Epigenetics = heritable expression changes without DNA sequence change; genetic effects involve sequence changes.

Define cellular memory and transgenerational epigenetic inheritance

Cellular memory maintains expression states; transgenerational inheritance passes epigenetic marks to offspring.

Define DNA methylation. Explain how it is able to change gene expression

Methylation blocks TF binding or recruits repressors, silencing genes.

Define epigenetic reader, writer, eraser

Reader binds mark; writer adds mark; eraser removes mark.

Define methyltransferase. Explain de novo vs. maintenance methyltransferases

De novo adds new methylation; maintenance copies methylation after replication.

Explain DMRs and draw how they can explain the physical basis for gene imprinting

DMRs are methylated in one parent and remain methylated, silencing one allele.

Define epigenetic mark based on its features

Chemical modification at a specific genomic location affecting expression.

Define histone, nucleosome, chromatin, heterochromatin

Histones form nucleosomes; nucleosomes form chromatin; heterochromatin is condensed and silent.

Explain how chromatin packaging/accessibility can impact gene expression

Open chromatin allows transcription; closed chromatin represses it.

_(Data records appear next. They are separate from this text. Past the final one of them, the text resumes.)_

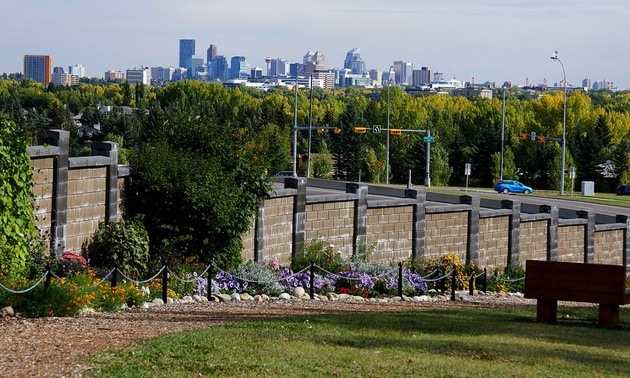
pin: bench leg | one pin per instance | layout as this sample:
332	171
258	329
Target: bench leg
609	314
546	310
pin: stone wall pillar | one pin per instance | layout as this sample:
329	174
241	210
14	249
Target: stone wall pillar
472	247
299	213
589	235
59	207
626	239
514	231
419	223
109	149
259	233
359	239
552	231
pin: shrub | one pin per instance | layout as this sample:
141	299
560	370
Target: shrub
319	252
124	244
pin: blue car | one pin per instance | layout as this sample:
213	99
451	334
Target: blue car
512	186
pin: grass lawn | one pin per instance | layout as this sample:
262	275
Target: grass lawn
434	343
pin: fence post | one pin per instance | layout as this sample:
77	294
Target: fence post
48	275
115	276
312	281
209	288
400	279
165	282
485	279
453	283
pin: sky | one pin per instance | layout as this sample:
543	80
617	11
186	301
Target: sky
469	40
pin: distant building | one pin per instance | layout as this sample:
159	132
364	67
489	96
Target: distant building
186	53
162	74
60	77
256	73
238	68
38	68
211	53
422	77
77	70
139	75
354	62
114	75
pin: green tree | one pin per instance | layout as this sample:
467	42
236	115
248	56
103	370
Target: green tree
17	223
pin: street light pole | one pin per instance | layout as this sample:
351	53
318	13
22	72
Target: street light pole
389	84
554	56
502	134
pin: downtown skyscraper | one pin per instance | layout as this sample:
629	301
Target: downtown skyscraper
186	53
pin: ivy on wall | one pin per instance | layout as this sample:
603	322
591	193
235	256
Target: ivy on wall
17	226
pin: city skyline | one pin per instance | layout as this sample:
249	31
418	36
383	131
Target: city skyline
492	41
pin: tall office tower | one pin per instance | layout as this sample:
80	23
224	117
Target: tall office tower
186	52
38	68
211	53
219	69
354	62
398	71
78	70
423	76
407	73
238	67
279	68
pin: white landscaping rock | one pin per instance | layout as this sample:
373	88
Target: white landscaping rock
284	296
298	292
7	311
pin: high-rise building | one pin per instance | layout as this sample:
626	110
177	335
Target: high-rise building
238	68
114	75
139	75
423	76
211	53
186	52
38	68
77	69
354	62
218	69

Define histone modification and the histone code

Histone modifications regulate chromatin; histone code is the combination of marks determining expression.

Define enrichment for an epigenetic mark

Region has more of a mark relative to others.

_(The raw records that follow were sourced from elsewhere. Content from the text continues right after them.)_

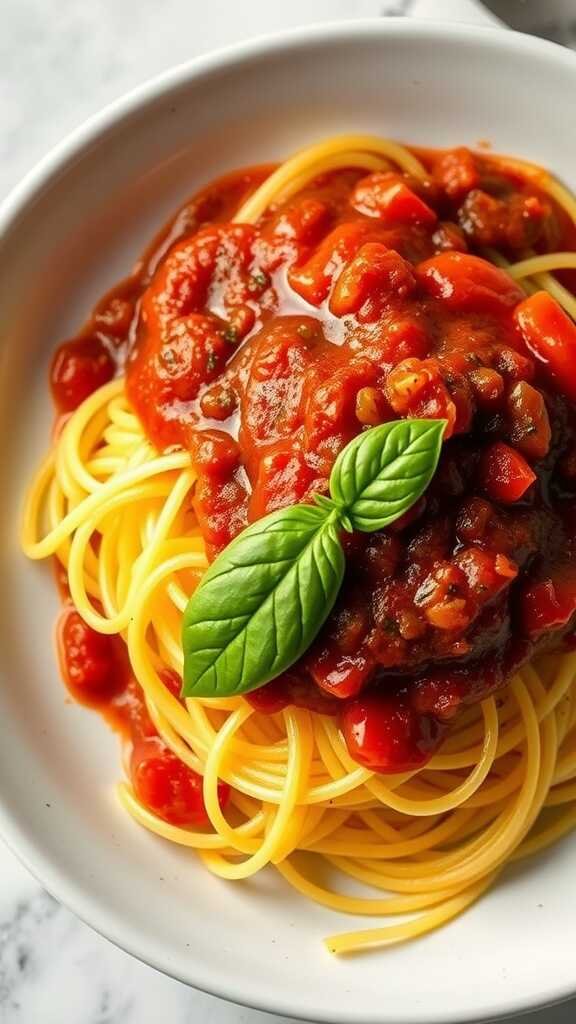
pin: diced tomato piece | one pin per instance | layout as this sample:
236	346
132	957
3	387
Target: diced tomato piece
530	425
415	388
290	688
504	473
87	659
340	675
550	335
387	197
79	368
456	172
314	280
167	786
302	222
468	283
284	478
273	390
330	419
375	272
385	734
547	604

Explain the basic steps of ChIP

Fragment chromatin → antibody binds mark → immunoprecipitate → purify DNA.

Explain how ChIP can be used with PCR to detect enrichment

PCR on ChIP DNA shows whether a region was enriched.

Define ChIP-seq and explain how it's different from standard ChIP

ChIP‑seq sequences all enriched fragments to map marks genome‑wide; standard ChIP tests one region via PCR.

Be able to explain what a genome-browser track is showing (enriched vs. not)

Peaks = enriched; flat = not enriched.

Define epigenomics and multi-omics

Epigenomics = genome‑wide epigenetic mapping; multi‑omics = combining multiple datasets.

Understand the different information that RNA-seq, ChIP-seq, and ATAC-seq provide

RNA‑seq = gene expression; ChIP‑seq = mark enrichment; ATAC‑seq = chromatin accessibility.